Garlic crostini are a delicious accompaniment to this salad and take only minutes to prepare. To make them, preheat an oven to 400°F. Cut a baguette into 1/2-inch slices, brush with olive oil and place on a baking sheet. Bake until golden, about 5 minutes. Peel a clove of garlic and rub it onto each warm slice of bread.

Ingredients:

  • 3 thick-cut bacon slices, chopped
  • 2 tsp. white wine vinegar
  • 1 minced shallot
  • Freshly ground pepper, to taste
  • About 3/4 lb. baby spinach
  • 1 lb. sea scallops, side muscles removed

Directions:

In a fry pan over medium heat, cook the bacon, stirring occasionally, until crisp, about 5 minutes.

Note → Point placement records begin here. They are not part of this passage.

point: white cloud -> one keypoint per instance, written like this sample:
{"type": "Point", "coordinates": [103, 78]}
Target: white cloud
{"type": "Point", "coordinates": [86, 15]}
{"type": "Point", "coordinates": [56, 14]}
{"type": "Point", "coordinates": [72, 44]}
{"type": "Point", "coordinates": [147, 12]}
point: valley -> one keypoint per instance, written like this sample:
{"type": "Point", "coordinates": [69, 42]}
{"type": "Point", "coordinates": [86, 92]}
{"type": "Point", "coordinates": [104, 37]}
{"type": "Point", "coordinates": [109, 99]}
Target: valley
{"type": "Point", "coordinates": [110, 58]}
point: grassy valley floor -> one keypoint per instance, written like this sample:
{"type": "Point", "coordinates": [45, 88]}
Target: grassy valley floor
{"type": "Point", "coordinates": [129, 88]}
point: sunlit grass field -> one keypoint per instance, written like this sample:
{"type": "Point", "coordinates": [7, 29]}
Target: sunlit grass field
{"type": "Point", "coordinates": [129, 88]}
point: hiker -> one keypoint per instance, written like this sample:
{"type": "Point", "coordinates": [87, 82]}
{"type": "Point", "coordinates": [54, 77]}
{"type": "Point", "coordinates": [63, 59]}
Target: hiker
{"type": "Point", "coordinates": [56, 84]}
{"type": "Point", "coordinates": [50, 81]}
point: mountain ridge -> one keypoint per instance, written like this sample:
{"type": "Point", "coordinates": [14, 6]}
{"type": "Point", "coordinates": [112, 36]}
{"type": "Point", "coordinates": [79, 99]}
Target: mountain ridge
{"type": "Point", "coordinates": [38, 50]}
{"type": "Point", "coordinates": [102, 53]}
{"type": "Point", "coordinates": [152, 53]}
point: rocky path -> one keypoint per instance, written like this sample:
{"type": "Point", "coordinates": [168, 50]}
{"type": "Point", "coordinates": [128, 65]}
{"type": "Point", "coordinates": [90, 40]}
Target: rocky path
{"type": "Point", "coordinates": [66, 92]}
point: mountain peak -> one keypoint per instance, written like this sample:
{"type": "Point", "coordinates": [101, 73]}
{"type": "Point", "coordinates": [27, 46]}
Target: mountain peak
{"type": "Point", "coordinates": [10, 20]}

Meanwhile, in a large bowl, stir together the vinegar, shallot and a pinch of pepper. Add the spinach and toss to coat with the vinegar mixture. Using a slotted spoon, transfer the bacon to the bowl of spinach, then drizzle 2 Tbs. of the bacon fat over the spinach and toss quickly to combine. Divide the spinach mixture among individual plates. Reserve the remaining fat in the pan.

Return the fry pan to medium-high heat and add the scallops. Cook, turning once, until golden brown on both sides but still slightly translucent in the center, about 2 minutes per side. Arrange on the spinach and serve immediately. Serves 4.

Adapted from Williams-Sonoma Food Made Fast Series, Seafood, by Jay Harlow (Oxmoor House, 2007).